The wolf’s head snapped toward him.
Mason’s blood cooled.
Some entities can perceive being perceived.
“Of course you can,” he whispered.
The wolf growled.
The sound shook dust from the fountain.
Mason moved before it lunged. Pattern Read caught the bunching of its rear legs, the drop of its head, the tiny flare of crystal light along its spine. He rolled left as the wolf smashed through the fountain, jaws closing where his chest had been.
Stone exploded. Black water sprayed across the clearing. A drop hit Mason’s sleeve and froze into a tiny screaming face before evaporating.
“Nope,” Mason said, scrambling up. “Hate the water too.”
The wolf pivoted with frightening speed. Its claws carved bright lines through stone. It lunged again, not straight this time but in a hooking path meant to cut off his dodge.
Mason saw it. Barely.
Agility 7 got him moving. Perception 9 told him why. He slid on loose grit, slammed his shoulder into a cracked signpost, and felt teeth graze his torn shirt. The wolf’s hot breath rolled over him, rancid with meat and ozone.
He slashed at its face.
The Null-Bite Dagger connected with the side of its muzzle. Not deep. The blade skipped off crystal-flecked bone, then caught in fur. Red code flared.
Hit!
Damage: 4
[Data Shear] failed.
[Unhandled Exception] failed.
[Bleed] applied.
The wolf recoiled more in surprise than pain. A thin line of black blood opened across its muzzle.

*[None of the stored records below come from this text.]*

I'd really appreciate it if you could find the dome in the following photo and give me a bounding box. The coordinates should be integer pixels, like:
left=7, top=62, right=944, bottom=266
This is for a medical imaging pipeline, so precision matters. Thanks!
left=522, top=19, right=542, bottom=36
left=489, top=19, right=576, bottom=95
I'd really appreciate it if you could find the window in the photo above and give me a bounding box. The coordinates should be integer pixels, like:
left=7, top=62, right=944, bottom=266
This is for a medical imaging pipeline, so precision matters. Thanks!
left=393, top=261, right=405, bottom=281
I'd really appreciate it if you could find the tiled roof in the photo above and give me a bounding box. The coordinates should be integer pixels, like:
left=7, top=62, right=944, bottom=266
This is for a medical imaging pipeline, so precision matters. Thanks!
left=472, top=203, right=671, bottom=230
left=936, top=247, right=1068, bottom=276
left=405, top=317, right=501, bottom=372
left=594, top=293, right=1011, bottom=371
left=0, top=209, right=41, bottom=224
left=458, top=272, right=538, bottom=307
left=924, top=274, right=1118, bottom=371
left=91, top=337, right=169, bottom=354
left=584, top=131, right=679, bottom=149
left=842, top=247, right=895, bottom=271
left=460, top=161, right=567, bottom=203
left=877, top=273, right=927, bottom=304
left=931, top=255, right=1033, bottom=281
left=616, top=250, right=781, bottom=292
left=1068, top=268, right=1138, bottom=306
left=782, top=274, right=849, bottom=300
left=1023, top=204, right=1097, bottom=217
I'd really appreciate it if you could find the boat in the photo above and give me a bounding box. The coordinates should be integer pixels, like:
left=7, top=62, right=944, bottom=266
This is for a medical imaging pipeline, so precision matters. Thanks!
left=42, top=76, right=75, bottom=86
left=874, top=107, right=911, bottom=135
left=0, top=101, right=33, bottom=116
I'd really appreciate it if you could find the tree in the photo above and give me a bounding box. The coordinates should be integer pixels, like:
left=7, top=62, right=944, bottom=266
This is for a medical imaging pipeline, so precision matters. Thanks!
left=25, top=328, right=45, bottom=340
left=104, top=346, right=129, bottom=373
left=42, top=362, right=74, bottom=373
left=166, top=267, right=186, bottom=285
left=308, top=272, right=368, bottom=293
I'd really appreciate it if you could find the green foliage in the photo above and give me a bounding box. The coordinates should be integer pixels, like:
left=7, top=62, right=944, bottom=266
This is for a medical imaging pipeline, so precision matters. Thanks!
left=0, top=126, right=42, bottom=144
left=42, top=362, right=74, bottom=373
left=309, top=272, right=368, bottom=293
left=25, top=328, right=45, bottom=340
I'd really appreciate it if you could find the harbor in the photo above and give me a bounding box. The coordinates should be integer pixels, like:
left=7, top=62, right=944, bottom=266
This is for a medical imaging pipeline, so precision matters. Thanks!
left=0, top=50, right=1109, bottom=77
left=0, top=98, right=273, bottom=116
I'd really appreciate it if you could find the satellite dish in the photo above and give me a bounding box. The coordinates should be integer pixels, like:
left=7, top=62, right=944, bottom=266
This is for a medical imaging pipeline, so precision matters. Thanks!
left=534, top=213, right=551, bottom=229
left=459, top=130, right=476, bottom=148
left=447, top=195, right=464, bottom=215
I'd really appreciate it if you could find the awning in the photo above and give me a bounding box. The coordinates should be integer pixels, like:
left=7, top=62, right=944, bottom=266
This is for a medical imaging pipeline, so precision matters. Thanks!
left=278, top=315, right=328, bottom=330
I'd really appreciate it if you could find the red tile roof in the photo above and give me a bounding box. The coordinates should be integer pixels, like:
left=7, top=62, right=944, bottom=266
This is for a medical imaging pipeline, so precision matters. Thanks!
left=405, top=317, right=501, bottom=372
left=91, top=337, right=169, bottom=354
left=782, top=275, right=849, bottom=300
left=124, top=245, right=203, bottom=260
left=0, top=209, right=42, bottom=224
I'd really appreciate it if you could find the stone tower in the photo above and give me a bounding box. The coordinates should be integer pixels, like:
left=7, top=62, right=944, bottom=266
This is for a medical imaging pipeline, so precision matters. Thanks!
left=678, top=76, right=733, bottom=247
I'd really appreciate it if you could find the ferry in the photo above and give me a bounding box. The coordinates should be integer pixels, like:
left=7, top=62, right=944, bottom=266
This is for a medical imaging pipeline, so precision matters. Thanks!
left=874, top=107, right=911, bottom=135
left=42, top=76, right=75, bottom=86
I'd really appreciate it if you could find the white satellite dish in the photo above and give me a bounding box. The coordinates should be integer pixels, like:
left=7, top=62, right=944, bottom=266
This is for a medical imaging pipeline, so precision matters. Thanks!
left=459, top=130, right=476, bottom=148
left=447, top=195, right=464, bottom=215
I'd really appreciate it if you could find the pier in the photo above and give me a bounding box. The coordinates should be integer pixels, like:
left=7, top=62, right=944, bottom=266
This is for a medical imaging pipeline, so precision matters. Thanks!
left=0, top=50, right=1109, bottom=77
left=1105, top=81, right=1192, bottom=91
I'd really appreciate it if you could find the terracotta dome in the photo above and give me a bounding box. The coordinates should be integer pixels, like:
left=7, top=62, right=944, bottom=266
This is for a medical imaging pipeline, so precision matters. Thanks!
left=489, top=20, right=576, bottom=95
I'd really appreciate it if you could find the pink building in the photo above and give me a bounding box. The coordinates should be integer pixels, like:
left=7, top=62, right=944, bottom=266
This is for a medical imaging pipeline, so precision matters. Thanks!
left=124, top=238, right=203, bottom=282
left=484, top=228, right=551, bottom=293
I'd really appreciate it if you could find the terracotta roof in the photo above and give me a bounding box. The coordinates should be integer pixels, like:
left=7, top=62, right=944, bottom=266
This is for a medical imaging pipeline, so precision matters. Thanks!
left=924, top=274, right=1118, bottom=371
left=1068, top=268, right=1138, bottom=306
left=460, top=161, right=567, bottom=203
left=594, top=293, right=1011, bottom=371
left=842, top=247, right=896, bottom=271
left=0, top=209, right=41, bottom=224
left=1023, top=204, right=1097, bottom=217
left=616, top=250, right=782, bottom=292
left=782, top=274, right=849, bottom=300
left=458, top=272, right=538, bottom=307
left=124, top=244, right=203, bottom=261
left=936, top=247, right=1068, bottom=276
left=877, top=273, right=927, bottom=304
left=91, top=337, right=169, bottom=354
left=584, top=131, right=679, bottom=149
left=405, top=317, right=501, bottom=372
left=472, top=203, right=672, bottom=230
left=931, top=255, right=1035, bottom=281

Mason grinned despite himself.
“That’s right. Bleed for QA.”
The wolf answered by headbutting him.
The world became sky, stone, and impact. Mason hit the ground hard enough to lose the dagger. Pain flashed white through his ribs. The wolf pounced, one massive paw pinning his left arm. Claws slid through skin into muscle.
Mason screamed.
The wolf’s jaws opened over his face.
There was no time to think. His right hand found a chunk of broken fountain stone. He rammed it upward into the wolf’s left foreleg—the weak joint, the red line he had glimpsed.
Crystal cracked.
The wolf’s bite missed his head by an inch, teeth slamming into stone with sparks. It yelped, weight shifting off him.
Mason ripped his arm free. Skin tore. His vision swam.

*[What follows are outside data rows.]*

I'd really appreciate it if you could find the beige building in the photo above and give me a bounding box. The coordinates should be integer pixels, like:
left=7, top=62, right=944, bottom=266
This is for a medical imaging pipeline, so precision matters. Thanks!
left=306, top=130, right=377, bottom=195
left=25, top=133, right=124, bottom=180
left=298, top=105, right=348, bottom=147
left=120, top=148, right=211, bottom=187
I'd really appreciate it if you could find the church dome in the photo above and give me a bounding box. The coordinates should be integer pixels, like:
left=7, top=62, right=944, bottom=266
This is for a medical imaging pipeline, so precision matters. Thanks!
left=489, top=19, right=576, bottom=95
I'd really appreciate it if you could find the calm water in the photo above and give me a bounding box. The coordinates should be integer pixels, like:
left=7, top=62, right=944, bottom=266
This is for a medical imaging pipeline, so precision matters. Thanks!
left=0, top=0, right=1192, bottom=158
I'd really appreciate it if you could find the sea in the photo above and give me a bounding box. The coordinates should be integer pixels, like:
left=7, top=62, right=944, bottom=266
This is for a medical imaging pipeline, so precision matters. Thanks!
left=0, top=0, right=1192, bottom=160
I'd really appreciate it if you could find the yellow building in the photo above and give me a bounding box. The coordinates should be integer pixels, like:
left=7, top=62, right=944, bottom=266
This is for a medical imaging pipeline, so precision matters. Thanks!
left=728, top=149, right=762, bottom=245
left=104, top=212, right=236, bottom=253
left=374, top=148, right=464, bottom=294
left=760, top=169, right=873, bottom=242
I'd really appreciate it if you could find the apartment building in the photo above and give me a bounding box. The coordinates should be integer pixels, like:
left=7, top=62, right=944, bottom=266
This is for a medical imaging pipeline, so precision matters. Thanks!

He crawled, grabbed the dagger, and rolled as the wolf’s claws came down. One claw opened his back from shoulder to hip. Fire spilled through him.
Health: 18 / 39
“Still alive,” Mason gasped. “Bad news for both of us.”

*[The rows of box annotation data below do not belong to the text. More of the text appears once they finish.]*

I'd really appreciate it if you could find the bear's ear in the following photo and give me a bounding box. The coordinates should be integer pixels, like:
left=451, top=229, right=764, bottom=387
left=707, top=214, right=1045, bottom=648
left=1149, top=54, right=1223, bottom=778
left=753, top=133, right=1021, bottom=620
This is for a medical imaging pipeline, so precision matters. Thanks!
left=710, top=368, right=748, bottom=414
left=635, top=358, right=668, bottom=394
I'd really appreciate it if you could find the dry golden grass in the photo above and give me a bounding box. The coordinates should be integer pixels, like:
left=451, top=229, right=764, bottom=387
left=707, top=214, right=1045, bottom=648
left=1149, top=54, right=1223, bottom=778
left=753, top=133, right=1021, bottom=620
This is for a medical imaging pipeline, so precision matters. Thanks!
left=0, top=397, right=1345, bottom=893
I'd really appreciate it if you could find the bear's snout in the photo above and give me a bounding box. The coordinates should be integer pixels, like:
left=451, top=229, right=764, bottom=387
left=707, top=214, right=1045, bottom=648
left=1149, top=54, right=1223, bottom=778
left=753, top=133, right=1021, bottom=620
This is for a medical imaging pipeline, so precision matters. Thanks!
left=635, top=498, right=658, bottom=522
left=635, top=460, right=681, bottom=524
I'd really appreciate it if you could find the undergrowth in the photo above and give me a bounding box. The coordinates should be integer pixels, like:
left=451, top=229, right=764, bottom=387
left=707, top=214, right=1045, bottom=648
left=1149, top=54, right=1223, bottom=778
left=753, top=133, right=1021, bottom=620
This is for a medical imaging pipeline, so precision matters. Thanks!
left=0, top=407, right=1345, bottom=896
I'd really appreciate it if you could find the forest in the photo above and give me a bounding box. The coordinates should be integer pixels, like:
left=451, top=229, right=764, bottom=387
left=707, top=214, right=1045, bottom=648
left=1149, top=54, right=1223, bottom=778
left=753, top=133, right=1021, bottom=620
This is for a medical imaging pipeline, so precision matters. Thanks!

He staggered toward the dead slime.
The wolf limped after him, favoring its cracked foreleg. It was learning too. Its next steps were cautious, spreading wide to avoid another strike. Intelligent, or at least experienced. Great. The starter wolf had raid awareness.
Mason’s boots splashed into the cooling edge of slime residue. Acid licked at the rubber, smoking. The wolf stopped short, lips peeling back.